- Vice Media is restarting its sale process after earlier interested bidders balked at the initial price tag, according to people familiar with the situation.
- The digital media company, which was valued at $5.7 billion in 2017, is now likely to fetch a price of below $1 billion, the people said.
- Fortress, one of Vice's lenders, has become one of the leaders of the sale process as it looks to get paid out, the people said.
Vice Media is restarting its sale process after earlier interested bidders balked at the initial price tag, according to people familiar with the situation.
The digital media company, which was valued at $5.7 billion in 2017, is now likely to fetch a price of below $1 billion, the people said. Initially, Vice was looking for a valuation between $1 billion and $1.5 billion, one of the people added. The people weren't authorized to speak publicly on the matter.
A Vice Media spokesperson declined to comment.
Vice last year hired advisers to facilitate a sale of some or all of its business, CNBC previously reported. Some of its most attractive assets are likely to be its content studio and creative advertising agency, Virtue, CNBC previously reported, but the company is attempting to sell itself in full rather than in pieces, the people said.
One of Vice's lenders, Fortress Investment Group, is a driving force in the sale process, the people said, and has agreed to wait on loan repayment. Fortress was reportedly part of a consortium of lenders in 2019 that provided $250 million in debt to Vice.
Vice has lowered its expectations in hopes of getting a deal done and securing a payout sooner rather than later, the people said.

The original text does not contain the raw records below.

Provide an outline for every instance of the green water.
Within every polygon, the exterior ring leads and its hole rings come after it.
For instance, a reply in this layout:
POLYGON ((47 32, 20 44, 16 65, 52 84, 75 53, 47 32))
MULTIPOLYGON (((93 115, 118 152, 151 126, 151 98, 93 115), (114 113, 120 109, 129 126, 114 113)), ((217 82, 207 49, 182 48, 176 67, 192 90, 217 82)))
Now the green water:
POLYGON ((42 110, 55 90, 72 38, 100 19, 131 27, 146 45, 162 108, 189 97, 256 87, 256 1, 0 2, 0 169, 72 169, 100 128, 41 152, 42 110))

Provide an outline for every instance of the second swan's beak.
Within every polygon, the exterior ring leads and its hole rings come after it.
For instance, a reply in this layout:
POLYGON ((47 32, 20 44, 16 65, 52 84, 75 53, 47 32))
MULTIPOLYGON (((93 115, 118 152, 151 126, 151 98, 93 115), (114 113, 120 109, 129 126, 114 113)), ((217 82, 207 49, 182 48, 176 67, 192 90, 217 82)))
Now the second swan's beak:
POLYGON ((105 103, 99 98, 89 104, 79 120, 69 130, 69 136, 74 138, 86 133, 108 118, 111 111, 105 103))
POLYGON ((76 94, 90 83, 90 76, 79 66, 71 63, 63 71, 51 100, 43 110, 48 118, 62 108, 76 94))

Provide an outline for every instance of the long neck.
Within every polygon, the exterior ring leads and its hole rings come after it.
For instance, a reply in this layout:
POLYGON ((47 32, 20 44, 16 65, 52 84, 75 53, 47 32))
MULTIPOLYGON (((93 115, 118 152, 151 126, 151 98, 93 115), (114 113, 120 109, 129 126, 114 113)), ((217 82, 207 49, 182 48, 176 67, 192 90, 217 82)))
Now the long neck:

The company had been nearing a deal with Greek broadcaster Antenna Group, but those talks stalled in recent weeks, the people said. Antenna is still likely to be an interested bidder in the renewed sale process, they added.
Representatives for Antenna and Fortress declined to comment.
Digital media companies have fallen from great heights from in recent years as growth has stalled due to shrinking audience numbers and advertising. They've particularly faced growing competition for ad dollars from tech giants like Google. Media companies in general have been facing a slowdown in advertising revenue as macroeconomic conditions have caused a pullback from advertisers.
Vice reached its peak valuation in 2017 with a $450 million investment from private equity firm TPG, valuing the company at the time at nearly $6 billion.
The company later targeted a valuation of roughly $3 billion, including debt, when it attempted to go public via special purpose acquisition company 7GC & Co Holdings in 2021. However those plans also stalled after the market cooled and investors were no longer sold on Vice's prospects as a standalone public company.
Vice ended 2022 with a slight gain in revenue, but the business deteriorated among macroeconomic headwinds, according to a person familiar with the matter. Vice missed its revenue goal by more than $100 million for 2022, The Wall Street Journal previously reported.
While the company was unprofitable last year, some of its units did post a profit, and Vice has been intermittently profitable in recent years, the person added.